Partial Hospitalization and Day Treatment
Of the varieties of noninpatient programs, partial hospitalization is the most intensive. The clinical challenge for this level of care is the provision of short-term, crisis stabilization as an alternative to inpatient care or as a step down from inpatient care.
Partial hospital programming may be provided on an inpatient unit. Some refer to this as unit-based aftercare. It allows the patient to continue working with the same treatment team and the same peer group rather than forcing a change for a short period of time. Partial day hospital licenses require treatment to be no longer than 6 weeks, as well as daily chart documentation of progress, much like in an inpatient setting. However, most inpatient units have a high inpatient census and staffing is not necessarily easily expanded to cope with “day patients,” so the model has obvious practical limitations.

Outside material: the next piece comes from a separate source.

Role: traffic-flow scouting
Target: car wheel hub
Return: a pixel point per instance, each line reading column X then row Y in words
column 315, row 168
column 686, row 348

More typically, partial hospital programs have their own staff, space, and school. Despite commonly being licensed for 6-week lengths of stay, managed care review generally constrains the actual duration of the patient’s involvement to only days or a couple of weeks at most. Since the setting is generally open, and regulation does not allow restraint or seclusion but does permit therapeutic hold and use of a quiet room (no locked door), there are practical limitations on the degree of psychopathology for which these settings are suitable. Programmatically, the range of therapeutic services are similar to inpatient settings, and include individual, group, and family therapies, recreation and rehabilitation therapies, medical care, and psychopharmacology.
Day treatment, sometimes referred to as continuing day treatment, differs from partial hospitals in several ways. Length of stay is much longer, often driven by the school year’s calendar. Children attending day treatment must usually be certified as being in need of that level of care by their local school district’s committee on special education, since these authorities generally assume the cost of the program’s educational component. The district is often intending that a child’s stay in day treatment will last for at least a full school term or even for the entire academic year. Day treatment settings are as likely to be, fundamentally, schools with high psychiatric involvement as they are to be psychiatric settings as such. Even when a psychiatric facility houses a day treatment program, it is often partnered with a local education systems’ special education division. The school service may therefore have some independence from the rest of the facility that the psychiatric staff should be aware of and respect to maintain good rapport with all those involved in the children’s care.